We first define an array n, which contains the sample sizes from 2 to 2^25=3,355,4432.

clear
n = 2.^[1:25];

Next we prepare the video file amovie_1.avi using VideoWriter, define the frame rate of 1 frame per second and video quality of 100%. We then check the parameter settings and open the file.

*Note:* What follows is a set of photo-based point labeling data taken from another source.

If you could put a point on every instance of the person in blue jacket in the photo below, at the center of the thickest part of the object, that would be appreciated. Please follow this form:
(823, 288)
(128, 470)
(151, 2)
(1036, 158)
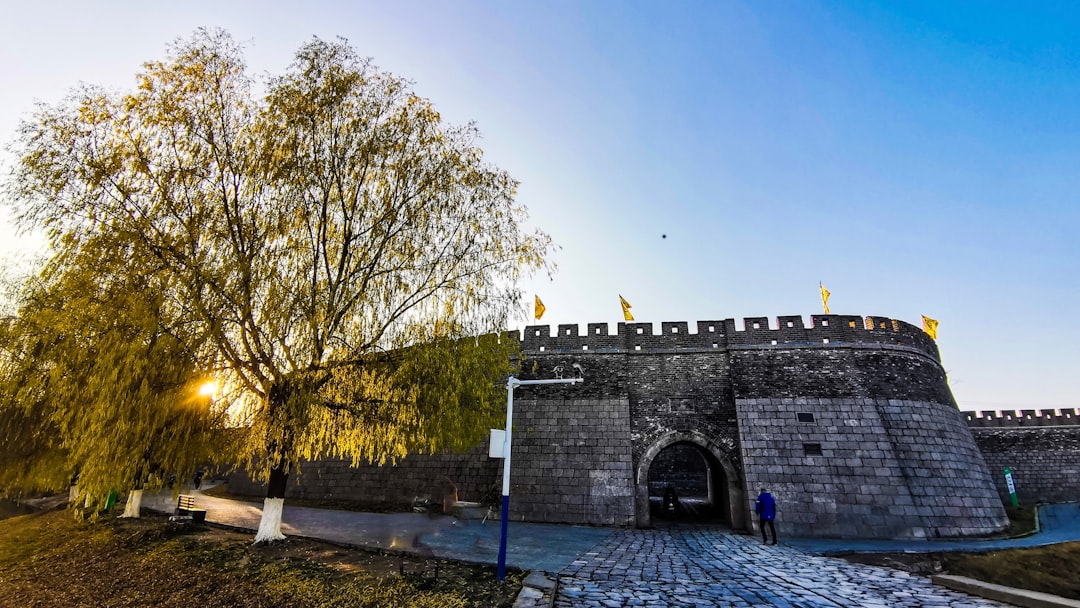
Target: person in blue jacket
(766, 510)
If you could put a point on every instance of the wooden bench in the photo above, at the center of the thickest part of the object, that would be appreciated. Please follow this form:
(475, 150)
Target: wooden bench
(186, 508)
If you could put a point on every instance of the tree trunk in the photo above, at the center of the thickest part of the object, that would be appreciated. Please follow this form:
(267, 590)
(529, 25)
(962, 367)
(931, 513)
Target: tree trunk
(134, 502)
(270, 524)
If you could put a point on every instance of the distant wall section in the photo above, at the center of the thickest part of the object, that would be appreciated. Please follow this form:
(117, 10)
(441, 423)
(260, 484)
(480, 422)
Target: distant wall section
(1041, 447)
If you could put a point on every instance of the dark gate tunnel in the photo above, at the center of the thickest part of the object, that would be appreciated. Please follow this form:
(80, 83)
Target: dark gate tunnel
(687, 485)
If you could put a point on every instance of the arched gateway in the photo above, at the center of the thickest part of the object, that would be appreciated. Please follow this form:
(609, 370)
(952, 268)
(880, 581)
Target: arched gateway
(712, 492)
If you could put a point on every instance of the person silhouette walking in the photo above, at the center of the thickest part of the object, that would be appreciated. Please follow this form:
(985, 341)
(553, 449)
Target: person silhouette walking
(766, 510)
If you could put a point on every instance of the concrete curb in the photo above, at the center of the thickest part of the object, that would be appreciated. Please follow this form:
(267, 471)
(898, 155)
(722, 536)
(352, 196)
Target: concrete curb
(1001, 593)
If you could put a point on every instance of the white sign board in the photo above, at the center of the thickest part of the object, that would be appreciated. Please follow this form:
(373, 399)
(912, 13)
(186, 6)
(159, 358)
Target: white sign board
(498, 444)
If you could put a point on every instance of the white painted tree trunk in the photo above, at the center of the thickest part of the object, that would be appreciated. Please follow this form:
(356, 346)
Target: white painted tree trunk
(134, 502)
(270, 524)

v = VideoWriter('amovie_1.avi');
v.FrameRate = 5;
v.Quality = 100;
open(v);

Then we run an animated display of a histogram display of the data corg and record the video by typing

for i = 1 : length(n)

close all
rng(0)
corg = 12.34 + 1.16 * randn(n(i),1);

figure(...
    'Position',[200 200 600 400],...
    'Color',[1 1 1]);
h1 = histogram(corg);
set(gca,'Box','on',...
    'Units','Centimeters',...
    'LineWidth',0.5,...
    'FontName','Helvetica',...
    'FontSize',14,...
    'XLim',[5 20]);
h2 = xlabel('x');
set(h2,'FontName','Helvetica',...
    'FontSize',14);
h3 = ylabel('Frequency');
set(h3,'FontName','Helvetica',...
    'FontSize',14);
titlestring = ['n=',num2str(n(i))];
title(titlestring)
textstring1 = [...
     'mean = ',num2str(mean(corg),'%2.3f')];
text(0.97*20,max(get(gca,'YLim'))*0.9,...
    textstring1,...
    'HorizontalAlignment','right',...
    'FontSize',18)
textstring2 = [...
    'std = ',num2str(std(corg),'%2.3f')];
text(0.97*20,max(get(gca,'YLim'))*0.8,...
    textstring2,...
    'HorizontalAlignment','right',...
    'FontSize',18)

mmean(i) = mean(corg);
mstd(i) = std(corg);

M = getframe(gcf);
writeVideo(v,M);

end
close(v);

The histograms show the sample mean and sample standard deviation in the upper right corner. We can also display the sample mean over the sample size (on a log scale) by typing

figure(...
    'Position',[200 200 400 300],...
    'Color',[1 1 1]);
axes(...
    'Box','on',...
    'XScale','log',...
    'LineWidth',0.6,...
    'FontName','Helvetica',...
    'FontSize',8); hold on
line(n,mmean,...
    'Color',[0 0.4453 0.7383],...
    'LineWidth',0.75);
line(n,12.34*ones(size(n)),...
    'Color',[0 0.4453 0.7383],...
    'LineWidth',0.75,...
    'LineStyle',':');
xlabel(...
    'Sample Size',...
    'FontName','Helvetica',...
    'FontSize',8);
ylabel(...
    'Mean',...
    'FontName','Helvetica',...
    'FontSize',8);

And finally we display the sample standard deviation over the sample size (on a log scale) by typing

figure(...
    'Position',[200 200 400 300],...
    'Color',[1 1 1]);
axes(...
    'Box','on',...
    'XScale','log',...
    'LineWidth',0.6,...
    'FontName','Helvetica',...
    'FontSize',8); hold on
line(n,mstd,...
    'Color',[0.8477 0.3242 0.0977],...
    'LineWidth',0.75);
line(n,1.16*ones(size(n)),...
    'Color',[0.8477 0.3242 0.0977],...
    'LineWidth',0.75,...
    'LineStyle',':');
xlabel(...
    'Sample Size',...
    'FontName','Helvetica',...
    'FontSize',8);
ylabel(...
    'Standard Deviation',...
    'FontName','Helvetica',...
    'FontSize',8);

In both graphics, the horizontal dotted lines depict the statistical parameters mean and standard deviation of the population, as we defined it when we used the random number generator. As you can see we need a sample size of about 10^3 or 1,000 to get estimates of the mean and the standard deviation close to the true values.

The MATLAB script above also generates an animation which is shown below. Comments on this are, as always, very welcome via email!

References

Austin, H.W. (1983) Sample Size: How Many is Enough? Quality and Quantity, 17, 239-245.